Having lived in the Languedoc for several years, he pretty much had all the contacts he needed to start a shop without needing to go via the big importers.
This gave him both access to more interesting and unusual wines and a pricing advantage.
He also brought with him an interest in all things natural, organic and biodynamic.
I must confess to a certain cynicism about whether an adherence to phases of the moon can really improve the quality of a wine, so I merely nodded politely at this point - and then noted that the biodynamic wine was indeed very good.
As we talked through the wines, Charles explained that what he enjoys most is telling stories. And this is clearly what today's punter wants - not the dry, technical, scientific stuff about soil-types or vinification methods, but the human-interest story about the producer, his passion for winemaking and the provenance of the wine itself.
We are used to seeing details of the provenance of our food in restaurants - was our chicken free-range, did our jamon feed on acorns - and the same trend is happening in wine, which after all is a food as much as a drink.
This is very much an Old World view of wine, but a progressive one at that - and the wine list reflects that, as it is mainly from the more go-ahead parts of Europe: Languedoc and inland Spain.
We started with a new grape variety for me, Grenache Blanc from Saint Cirice. With a floral aromatic nose, it had a waxy texture, tropical fruit and some spice.
Next was a more weighty Albarinho from Terras Gauda - this is apparently a very popular wine by the glass in the shop, but struck me much more as a food wine with honeyed weight, good acidity and minerality, candied peel and a hint of thick-skinned phenolic ripeness.
Moving onto the reds, we tried a Tours des Genres unoaked Merlot with 5% Malbec added to the blend.
Charles described the producer as "fanatically bio-dynamic" with no sulphur added to the final wine and oxygenation of the wine whilst in the oak barrels.
The results of all this were a ripe, typically perfumed nose of plummy fruit, good sour-cherry acidity, a densely concentrated texture with dark, Christmassy spices and a savoury finish.
The final wine was something rather unusual - a 100% Alicante from 100 year-old vines, again made bio-dynamically.
There are just 2.5ha of these vines on the estate so the wine is made in tiny quantities.
Dark in the glass, the complex nose showed plums, cherries and some forest floor funkiness.
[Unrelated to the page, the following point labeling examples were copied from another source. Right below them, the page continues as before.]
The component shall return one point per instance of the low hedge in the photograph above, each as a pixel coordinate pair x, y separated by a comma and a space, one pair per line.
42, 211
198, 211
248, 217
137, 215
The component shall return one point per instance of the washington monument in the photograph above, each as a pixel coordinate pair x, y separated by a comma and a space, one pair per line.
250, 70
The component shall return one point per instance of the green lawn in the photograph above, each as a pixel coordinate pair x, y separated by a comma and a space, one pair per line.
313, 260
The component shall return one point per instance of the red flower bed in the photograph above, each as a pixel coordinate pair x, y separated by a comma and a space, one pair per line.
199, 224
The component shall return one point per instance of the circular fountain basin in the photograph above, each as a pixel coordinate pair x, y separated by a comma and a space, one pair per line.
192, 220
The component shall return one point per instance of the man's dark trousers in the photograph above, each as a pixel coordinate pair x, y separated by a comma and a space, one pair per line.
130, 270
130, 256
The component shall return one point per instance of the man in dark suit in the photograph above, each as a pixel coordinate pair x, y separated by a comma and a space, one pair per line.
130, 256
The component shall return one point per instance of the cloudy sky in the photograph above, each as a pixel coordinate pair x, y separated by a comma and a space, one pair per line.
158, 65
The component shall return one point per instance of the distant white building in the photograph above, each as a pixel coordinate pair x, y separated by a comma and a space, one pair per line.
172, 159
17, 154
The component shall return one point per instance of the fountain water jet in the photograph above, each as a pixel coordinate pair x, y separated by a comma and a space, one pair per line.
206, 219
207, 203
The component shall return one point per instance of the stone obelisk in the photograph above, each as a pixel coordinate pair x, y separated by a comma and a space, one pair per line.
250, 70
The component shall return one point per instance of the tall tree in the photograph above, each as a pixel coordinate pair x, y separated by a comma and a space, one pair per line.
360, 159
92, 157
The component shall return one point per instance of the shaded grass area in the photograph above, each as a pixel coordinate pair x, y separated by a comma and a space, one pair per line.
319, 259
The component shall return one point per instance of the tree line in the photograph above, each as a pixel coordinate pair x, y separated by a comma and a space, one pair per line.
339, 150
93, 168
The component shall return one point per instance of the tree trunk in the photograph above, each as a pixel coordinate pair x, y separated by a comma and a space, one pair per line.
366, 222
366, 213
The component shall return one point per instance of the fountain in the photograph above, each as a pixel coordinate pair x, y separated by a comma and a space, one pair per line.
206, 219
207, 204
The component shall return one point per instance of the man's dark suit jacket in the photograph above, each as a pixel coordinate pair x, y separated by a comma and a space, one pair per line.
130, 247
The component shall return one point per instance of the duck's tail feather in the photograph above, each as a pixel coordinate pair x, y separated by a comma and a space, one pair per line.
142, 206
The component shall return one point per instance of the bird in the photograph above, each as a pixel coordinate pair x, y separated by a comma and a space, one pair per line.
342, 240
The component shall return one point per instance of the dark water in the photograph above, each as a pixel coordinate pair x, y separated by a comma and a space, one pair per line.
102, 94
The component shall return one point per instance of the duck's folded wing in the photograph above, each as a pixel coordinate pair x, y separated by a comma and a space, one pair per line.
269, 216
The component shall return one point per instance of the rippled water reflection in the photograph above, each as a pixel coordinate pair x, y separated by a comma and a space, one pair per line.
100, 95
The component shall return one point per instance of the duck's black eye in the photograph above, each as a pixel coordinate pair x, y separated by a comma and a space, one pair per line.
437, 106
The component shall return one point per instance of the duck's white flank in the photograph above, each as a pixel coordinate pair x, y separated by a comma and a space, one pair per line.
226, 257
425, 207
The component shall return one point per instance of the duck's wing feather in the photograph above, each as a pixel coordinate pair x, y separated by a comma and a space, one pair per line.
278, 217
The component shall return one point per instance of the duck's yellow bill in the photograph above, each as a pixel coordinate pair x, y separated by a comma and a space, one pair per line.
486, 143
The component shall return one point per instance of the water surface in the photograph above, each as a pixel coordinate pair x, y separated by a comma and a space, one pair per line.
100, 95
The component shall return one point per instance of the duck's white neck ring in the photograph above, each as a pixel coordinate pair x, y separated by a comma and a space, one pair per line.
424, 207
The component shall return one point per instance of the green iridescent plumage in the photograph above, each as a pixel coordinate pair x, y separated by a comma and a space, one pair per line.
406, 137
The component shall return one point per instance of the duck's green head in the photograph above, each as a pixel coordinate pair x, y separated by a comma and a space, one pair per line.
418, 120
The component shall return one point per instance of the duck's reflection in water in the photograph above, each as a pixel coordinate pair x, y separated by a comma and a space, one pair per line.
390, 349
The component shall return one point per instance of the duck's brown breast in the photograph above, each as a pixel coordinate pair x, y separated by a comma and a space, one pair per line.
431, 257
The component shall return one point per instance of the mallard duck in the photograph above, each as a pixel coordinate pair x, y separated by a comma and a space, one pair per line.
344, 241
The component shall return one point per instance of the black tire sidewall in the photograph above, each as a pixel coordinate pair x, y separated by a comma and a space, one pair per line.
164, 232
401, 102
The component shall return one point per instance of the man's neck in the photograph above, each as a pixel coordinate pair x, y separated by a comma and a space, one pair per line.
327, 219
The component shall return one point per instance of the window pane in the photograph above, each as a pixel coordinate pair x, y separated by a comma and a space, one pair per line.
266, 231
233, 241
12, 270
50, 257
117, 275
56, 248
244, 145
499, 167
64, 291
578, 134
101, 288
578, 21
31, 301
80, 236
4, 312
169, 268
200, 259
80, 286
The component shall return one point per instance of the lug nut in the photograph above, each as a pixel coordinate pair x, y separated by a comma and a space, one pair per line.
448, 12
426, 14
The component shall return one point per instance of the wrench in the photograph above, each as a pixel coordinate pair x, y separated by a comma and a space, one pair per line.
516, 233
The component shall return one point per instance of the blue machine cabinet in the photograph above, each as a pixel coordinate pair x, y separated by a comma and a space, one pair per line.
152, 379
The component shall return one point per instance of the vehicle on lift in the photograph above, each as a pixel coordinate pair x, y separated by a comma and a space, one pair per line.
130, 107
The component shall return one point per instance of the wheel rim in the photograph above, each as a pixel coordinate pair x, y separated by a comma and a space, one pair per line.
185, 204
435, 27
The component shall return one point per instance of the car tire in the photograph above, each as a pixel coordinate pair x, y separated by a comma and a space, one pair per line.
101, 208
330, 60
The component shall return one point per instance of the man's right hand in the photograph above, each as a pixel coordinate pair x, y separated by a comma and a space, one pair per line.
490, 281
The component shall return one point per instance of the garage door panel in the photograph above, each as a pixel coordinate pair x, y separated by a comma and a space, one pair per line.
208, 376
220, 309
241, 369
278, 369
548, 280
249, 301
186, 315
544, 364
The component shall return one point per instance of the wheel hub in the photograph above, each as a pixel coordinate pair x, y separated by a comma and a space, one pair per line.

On the palate there is bramble fruit, peppery spice, some toastiness and dark chocolate aromas.
After this, we chatted further about Charles's plans to put a seating area outside the front of the shop serving wines by the glass with tapas, the success of his wine club - a monthly mixed case of interesting wines - the awards he has won and his plans for a second outlet "probably closer to London".
As well as the quality of his wines, what most impressed me about Charles is how he "gets" marketing and is confidently but unpretentiously doing everything the marketing handbook recommends and successfully punching above his weight for a small business - he has a well-made and attractive website, a monthly newsletter, each wine has a recommended food match, he holds regular in-store tastings as well as selling wines by the glass, is active on Twitter and writes a monthly column for one of Cambridge's many free local magazines.
But above all, to me, the wine club is the best indicator of success - the club comes at two price points - £60 or £90 and the only element of customer selection is all-reds, all-whites or mixed with (officially) no satisfaction guarantee.
To have a group of customers trusting your palate to this extent and providing a regular inflow of funds is a sign of huge loyalty and trust that many much bigger brands spend years and invest huge amounts of marketing spend to achieve.
The Wines
Chateau de Saint-Cyrgues, Saint-Cirice Blanc 2010, Costieres de Nimes
Bodegas Terras Gauda, Albarino, Abadia de San Campio 2009, Rias Baixas
Chateau Tour des Gendres Bergerac Rouge ‘Le Classique’ 2010
Chateau Ollieux Romanis, Alicante Bouschet, Vin de Pays de l’Aude 2009
All wines range from around £8 - £15
Recommended wine: all the wines were very good-to-superb, but the most interesting and enjoyable for me were the Saint-Cirice Blanc and the Alicante Bouschet.